The Xbox One Was Not Steam, And It Was Never Going To Be

Senior Contributor
08.09.13 30 Comments


There is an ongoing theme, in the discussion of why Microsoft shouldn’t have done an about-face on its disastrous DRM for the Xbox One, one comparison comes up, again and again: Steam. Even very intelligent people keep saying this; Jesse Schell, a game designer and Carnegie Mellon professor, actually said “There’s one mistake that they all make, and that mistake is listening to their customers.”

And then he trots out the Steam comparison again. But it’s facetious, at best, and it needs to stop. Here’s why.

Console Games Become Obsolete, PC Games Don’t

There’s not a one-to-one comparison here, between console and PC games. PC games, you buy it once and you own it until the last vestiges of the operating system it was coded for are wiped, and even then, it’s still there, still accessible if you want to put in the work. We’ve all installed Steam in multiple computers, we’ve all downloaded games from it; it’s one of the first things I do with a Windows install, in fact.

Console games are different. Console games are, like it or not, intended to become obsolete. Whether this is a good thing or a bad thing is up for considerable debate, but Microsoft had no intention of getting rid of that planned obsolence; your Xbox 360 games weren’t going to be waiting for you to reinstall them on the Xbox One.

Valve Doesn’t Have A Stranglehold On The Market

This isn’t to say Steam isn’t everywhere, as a verification and distribution system, because it is. But if you want to buy your PC games from somebody else, Valve doesn’t care, or rather Valve wants to compete for your dollar. That’s why you can buy either Steam codes or copies from Amazon, or Green Man Gaming, or GOG, or any of a host of other sites. If we buy a game from Steam, it’s not because we have to. It’s because we want to.

The same just is not true of console games. Although it must be said that Sony, Microsoft, and Nintendo are all making enormous strides towards freeing up access to their consoles, they’re still walled gardens under the total control of their owners. And that’s perfectly reasonable: It’s what we’ve signed up for.

But the market is more controlled and restrictive by its very nature, compared to the PC market. The idea of Steam showing up on the PS4 or the Xbox One is a joke; they would never allow another store on there. One concern, cited repeatedly, is that games would never lose value: With no downward pressure from used games, the costs would stay at $60 forever. And whether or not that’s fair, that illustrates a problem nobody can escape.

Gamers Trust Valve, And They Don’t Trust Microsoft

I’ve easily dropped a few hundred bucks on Steam over the years, and I’m far from alone in that category. It’s never bothered me for a very simple reason: I trust Valve. Valve has screwed up on me, but in the end, I’ve always either gotten my money back, gotten a game that works, or figured out the problem.

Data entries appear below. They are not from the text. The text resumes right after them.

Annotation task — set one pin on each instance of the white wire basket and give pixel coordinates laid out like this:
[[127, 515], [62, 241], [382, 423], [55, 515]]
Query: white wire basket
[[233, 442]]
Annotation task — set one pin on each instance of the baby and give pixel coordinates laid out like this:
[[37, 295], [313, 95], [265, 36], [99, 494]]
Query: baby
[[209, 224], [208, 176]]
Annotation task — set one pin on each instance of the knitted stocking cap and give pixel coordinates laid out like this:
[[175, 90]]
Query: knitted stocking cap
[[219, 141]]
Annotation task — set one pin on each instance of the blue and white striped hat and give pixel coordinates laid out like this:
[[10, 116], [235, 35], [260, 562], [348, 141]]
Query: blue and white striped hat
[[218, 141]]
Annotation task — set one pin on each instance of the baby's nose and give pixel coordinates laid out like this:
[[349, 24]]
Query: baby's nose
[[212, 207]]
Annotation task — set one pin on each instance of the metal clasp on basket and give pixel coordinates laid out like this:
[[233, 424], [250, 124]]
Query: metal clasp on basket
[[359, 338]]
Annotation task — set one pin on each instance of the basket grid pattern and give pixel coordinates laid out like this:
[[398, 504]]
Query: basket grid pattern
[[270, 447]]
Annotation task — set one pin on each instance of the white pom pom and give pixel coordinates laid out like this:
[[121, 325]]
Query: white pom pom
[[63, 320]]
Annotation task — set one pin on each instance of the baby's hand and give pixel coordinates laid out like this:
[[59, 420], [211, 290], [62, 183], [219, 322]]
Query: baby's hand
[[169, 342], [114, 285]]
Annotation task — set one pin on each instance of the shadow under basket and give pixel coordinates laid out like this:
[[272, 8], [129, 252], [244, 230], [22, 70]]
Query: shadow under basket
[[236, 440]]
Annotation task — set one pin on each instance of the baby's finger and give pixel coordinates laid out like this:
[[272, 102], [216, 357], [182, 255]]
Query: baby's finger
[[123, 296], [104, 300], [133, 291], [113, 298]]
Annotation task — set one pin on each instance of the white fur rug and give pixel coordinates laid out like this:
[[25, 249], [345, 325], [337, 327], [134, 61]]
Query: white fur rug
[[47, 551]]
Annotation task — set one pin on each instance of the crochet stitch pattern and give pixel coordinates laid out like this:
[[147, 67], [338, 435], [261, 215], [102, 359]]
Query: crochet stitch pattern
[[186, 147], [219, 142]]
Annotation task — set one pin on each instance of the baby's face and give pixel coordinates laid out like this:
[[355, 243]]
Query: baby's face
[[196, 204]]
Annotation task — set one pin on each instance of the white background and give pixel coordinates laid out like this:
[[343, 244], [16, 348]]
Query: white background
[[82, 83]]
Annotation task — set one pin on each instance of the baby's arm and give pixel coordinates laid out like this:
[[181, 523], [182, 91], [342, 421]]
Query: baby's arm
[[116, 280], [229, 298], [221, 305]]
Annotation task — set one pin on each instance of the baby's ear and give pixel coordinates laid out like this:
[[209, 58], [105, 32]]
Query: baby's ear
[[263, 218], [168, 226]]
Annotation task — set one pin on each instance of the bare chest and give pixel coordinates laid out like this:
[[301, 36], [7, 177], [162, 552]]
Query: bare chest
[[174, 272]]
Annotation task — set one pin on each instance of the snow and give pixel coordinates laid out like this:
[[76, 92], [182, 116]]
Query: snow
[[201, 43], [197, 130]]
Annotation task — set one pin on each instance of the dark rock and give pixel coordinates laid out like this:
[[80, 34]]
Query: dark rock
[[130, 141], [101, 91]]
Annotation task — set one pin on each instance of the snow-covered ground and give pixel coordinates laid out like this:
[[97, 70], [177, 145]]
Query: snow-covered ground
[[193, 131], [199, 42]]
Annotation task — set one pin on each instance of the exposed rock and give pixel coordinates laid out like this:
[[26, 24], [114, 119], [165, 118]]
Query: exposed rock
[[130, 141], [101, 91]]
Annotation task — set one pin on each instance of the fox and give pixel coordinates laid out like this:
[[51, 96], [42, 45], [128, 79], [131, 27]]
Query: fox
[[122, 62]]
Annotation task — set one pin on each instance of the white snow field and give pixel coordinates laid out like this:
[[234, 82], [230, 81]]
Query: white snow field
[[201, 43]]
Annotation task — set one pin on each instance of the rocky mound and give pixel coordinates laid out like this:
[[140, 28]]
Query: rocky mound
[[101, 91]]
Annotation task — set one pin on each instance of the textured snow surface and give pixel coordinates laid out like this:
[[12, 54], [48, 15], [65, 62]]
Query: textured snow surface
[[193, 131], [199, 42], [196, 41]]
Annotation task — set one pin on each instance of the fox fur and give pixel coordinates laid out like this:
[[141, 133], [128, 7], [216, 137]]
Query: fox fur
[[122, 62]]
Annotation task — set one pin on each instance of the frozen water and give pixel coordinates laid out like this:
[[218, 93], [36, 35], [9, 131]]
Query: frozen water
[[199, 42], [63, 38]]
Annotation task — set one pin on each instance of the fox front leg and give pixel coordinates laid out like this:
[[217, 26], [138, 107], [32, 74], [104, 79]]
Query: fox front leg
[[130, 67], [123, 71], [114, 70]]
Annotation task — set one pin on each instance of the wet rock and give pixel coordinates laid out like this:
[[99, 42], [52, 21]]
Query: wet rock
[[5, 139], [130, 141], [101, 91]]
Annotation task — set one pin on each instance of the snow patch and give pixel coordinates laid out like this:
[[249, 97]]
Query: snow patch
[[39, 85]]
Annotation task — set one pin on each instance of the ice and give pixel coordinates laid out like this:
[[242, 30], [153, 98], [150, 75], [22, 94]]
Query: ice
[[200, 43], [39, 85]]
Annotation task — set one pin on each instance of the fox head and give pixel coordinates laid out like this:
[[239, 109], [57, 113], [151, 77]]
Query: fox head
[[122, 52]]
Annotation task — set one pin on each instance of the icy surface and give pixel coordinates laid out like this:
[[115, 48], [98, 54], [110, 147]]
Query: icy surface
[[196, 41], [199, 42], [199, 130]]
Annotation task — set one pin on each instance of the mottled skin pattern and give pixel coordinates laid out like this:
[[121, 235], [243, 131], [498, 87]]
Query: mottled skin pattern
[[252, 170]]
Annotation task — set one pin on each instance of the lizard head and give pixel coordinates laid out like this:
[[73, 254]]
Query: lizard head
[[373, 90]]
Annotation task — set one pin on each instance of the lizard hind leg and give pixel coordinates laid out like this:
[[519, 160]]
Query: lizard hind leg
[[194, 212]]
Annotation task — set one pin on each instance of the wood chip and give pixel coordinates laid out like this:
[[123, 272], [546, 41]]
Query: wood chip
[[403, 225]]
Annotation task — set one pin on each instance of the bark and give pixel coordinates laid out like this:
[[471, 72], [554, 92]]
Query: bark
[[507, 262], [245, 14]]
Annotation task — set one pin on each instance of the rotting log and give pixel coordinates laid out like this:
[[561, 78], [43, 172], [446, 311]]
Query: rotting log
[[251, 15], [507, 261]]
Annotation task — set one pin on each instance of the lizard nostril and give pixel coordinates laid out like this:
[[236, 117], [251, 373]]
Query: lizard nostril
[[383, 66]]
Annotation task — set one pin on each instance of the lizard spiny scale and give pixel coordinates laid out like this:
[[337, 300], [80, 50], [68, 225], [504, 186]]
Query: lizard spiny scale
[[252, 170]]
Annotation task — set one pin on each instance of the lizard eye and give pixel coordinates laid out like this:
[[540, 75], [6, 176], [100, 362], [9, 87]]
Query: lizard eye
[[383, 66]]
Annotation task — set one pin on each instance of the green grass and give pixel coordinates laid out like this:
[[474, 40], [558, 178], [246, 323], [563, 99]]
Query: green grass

Whether fairly or unfairly, it’s clear Microsoft doesn’t have that same degree of trust from consumers. And without that trust, what Valve has achieved with PC games will be impossible with console games.

This isn’t to say a Steam for console games is impossible. But it’s going to have to involve a company with, frankly, no horse in the set-top box race. And that means we’ll be waiting a long time.